L'essentiel à retenir
La plupart des entreprises n’ont aucune idée de leur exposition réelle au risque climatique. Elles découvrent le problème le jour où il se matérialise : une canicule qui met un atelier à l’arrêt, une sécheresse qui renchérit une matière première, une route coupée par une inondation qui bloque les livraisons pendant une semaine. En France, 99% des communes ont déjà été reconnues en état de catastrophe naturelle au moins une fois depuis 1982 (CCR). Ce n’est pas un sujet de territoires isolés.
Le risque climatique ne s’arrête pas à vos murs.
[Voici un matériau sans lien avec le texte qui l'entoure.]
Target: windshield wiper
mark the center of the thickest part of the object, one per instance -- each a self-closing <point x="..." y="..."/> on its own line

Il touche vos approvisionnements, vos clients, vos infrastructures de transport, votre accès à l’eau ou à l’énergie. Une pénurie de matière première liée à une sécheresse à l’autre bout du pays ou du monde, des réacteurs nucléaires mis à l’arrêt faute d’eau de refroidissement, un axe routier régulièrement submergé : autant de vulnérabilités qui ne figurent dans aucun bilan carbone et que très peu de PME ont cartographiées.
Un premier regard est possible avec des outils publics. Mais identifier les risques ne suffit pas : il faut les hiérarchiser, évaluer leurs conséquences sur votre activité et définir les réponses adaptées. C’est un travail qui demande de la méthode.
Le climat est déjà en train de changer. La question n’est plus de savoir si votre entreprise sera touchée, mais par quoi, et quand.
Les orientations clés
Regardez au-delà de vos murs
Remontez votre chaîne de valeur
Listez vos fournisseurs critiques. Pour chacun, trois questions : où sont leurs sites de production ? Ont-ils déjà subi un sinistre climatique ? Avez-vous une alternative activable rapidement ? Allez plus loin : certaines matières premières sont directement sensibles au climat. Bois, métaux, produits agricoles, composants chimiques dépendants de l’eau : si votre activité repose sur un intrant vulnérable, c’est un risque à part entière, même si votre fournisseur est solide. Deux sécheresses consécutives suffisent à tendre un marché mondial.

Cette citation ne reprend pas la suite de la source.